3.3 Animal Populations
Differences in simulated leaf, herbivore, omnivore and carnivore biomass densities are compared across three stages of model development (Fig. 6): “default” Madingley, which uses the Miami model for vegetation; “offline” Madingley, described in Krause et al. (2022) and “online” Madingley. In “online” LPJ-GUESS/Madingley, significant reductions are evident for herbivore (−58 % ± 47 %) and carnivore biomass densities (−59 % ± 36 %). Omnivore biomass density decreases to a lesser extent (−19 %). These substantial declines stem from LPJ-GUESS simulating less leaf biomass available for consumption compared to “default” Madingley (−49 % ± 32 %). The high standard deviations are mostly caused by low-productivity regions adjacent to deserts, where “default” Madingley significantly overestimates annual NPP. Conversely, in areas where LPJ-GUESS simulates higher annual NPP than “default” Madingley, biomass densities of all animal groups increase.

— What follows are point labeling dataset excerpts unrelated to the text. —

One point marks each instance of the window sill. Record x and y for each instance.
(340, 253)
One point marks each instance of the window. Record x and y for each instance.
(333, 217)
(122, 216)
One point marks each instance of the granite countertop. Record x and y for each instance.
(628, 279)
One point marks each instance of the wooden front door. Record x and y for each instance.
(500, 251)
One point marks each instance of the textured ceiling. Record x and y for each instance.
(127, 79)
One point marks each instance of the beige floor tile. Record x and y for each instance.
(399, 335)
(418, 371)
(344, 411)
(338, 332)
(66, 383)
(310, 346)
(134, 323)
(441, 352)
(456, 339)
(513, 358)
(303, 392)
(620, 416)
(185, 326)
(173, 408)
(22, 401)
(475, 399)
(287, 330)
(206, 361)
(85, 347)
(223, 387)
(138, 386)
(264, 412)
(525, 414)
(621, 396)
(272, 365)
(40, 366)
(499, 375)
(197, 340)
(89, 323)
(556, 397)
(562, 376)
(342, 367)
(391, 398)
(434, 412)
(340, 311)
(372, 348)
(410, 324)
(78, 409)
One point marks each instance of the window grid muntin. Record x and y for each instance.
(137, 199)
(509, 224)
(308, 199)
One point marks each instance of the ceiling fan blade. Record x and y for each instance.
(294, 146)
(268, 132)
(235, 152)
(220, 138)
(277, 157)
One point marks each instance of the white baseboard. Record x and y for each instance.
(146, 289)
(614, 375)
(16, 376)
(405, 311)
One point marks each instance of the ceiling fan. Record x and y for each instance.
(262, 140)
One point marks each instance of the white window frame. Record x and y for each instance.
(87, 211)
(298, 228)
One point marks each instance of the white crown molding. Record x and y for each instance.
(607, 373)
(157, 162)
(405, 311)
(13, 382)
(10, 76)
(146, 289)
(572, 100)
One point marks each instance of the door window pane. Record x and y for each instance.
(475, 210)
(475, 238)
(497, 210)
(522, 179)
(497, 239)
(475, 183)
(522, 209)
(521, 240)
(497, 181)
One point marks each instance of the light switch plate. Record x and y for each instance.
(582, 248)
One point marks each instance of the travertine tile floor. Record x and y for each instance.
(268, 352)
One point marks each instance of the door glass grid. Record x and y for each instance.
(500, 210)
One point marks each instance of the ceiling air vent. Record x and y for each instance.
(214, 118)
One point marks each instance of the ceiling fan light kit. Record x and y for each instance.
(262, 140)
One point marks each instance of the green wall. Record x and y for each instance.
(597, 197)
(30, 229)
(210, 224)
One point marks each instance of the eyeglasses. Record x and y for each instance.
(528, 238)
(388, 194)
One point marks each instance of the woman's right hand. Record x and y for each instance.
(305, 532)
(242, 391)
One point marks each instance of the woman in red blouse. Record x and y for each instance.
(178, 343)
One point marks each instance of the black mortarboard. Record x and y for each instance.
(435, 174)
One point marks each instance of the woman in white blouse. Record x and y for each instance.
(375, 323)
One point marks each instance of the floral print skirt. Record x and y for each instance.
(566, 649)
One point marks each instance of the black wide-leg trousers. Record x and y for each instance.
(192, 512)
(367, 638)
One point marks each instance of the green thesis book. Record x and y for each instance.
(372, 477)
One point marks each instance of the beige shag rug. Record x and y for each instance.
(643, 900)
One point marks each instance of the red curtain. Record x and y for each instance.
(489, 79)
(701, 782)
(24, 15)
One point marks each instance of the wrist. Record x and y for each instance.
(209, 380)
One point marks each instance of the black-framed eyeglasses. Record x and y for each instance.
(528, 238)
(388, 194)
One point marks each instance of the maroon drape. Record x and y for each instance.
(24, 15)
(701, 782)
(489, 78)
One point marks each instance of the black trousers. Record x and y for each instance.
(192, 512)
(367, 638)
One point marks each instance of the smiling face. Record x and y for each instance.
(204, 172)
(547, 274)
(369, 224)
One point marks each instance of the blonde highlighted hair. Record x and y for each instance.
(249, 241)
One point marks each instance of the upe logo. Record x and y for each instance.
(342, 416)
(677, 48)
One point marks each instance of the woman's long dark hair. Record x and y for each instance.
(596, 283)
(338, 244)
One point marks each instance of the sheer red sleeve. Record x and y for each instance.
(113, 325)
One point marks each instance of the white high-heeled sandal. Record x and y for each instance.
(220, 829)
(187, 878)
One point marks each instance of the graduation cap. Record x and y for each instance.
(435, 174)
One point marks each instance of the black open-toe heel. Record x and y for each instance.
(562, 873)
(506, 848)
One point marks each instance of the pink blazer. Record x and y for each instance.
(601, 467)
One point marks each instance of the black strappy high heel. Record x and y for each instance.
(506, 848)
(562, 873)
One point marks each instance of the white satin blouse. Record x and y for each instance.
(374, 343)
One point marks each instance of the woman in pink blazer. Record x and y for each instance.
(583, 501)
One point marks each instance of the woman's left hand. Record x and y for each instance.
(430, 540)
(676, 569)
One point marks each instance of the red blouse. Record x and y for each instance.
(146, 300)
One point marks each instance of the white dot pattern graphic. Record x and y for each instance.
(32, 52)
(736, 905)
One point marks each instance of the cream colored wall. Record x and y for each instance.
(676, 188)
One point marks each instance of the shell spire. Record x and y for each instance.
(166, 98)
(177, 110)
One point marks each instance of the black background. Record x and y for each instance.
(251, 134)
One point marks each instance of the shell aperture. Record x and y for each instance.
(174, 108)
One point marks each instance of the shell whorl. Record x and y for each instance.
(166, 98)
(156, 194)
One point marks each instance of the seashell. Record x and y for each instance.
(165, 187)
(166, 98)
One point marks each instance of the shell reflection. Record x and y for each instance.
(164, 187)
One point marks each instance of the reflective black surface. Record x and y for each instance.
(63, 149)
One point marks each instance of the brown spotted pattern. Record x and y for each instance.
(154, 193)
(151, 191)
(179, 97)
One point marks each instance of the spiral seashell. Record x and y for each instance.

Figure 6Coupling-related changes in AFT biomass densities. The four maps show differences in leaf, herbivore, omnivore, and carnivore biomass between the “default” version of Madingley and the “online” coupled version. Additionally, the figure shows a comparison of the ”default”, the ”default” coupled (Krause et al., 2022) and the ”online” coupled Madingley versions at the four representative locations from Krause et al. (2022). Finally, we selected 3 locations that exhibit significant differences in biomass density levels among herbivores, omnivores and carnivores between the “default” and “online” versions: (1) represents a tropical rainforest biome, (2) represents a hot arid grassland biome and (3) represents a boreal grassland biome. The figure reflects data averaged over the final 30 years of the simulation.
Figure 6 also compares biomass densities for “default”, “offline”, and “online” Madingley based on the four sites investigated in Krause et al. (2022). For “offline” Madingley simulations, herbivore biomass increased at all four sites compared to “default” Madingley. In contrast, “online” Madingley shows lower herbivore biomass densities at all four sites compared to “default” Madingley. This reduction is especially pronounced at both European sites, where carnivore biomass densities are also significantly reduced in “online” Madingley. At the African sites, herbivore, omnivore and carnivore biomass densities in the “online” version are similar to those of “default” Madingley. However, “offline” Madingley simulates much higher biomass densities for all three groups.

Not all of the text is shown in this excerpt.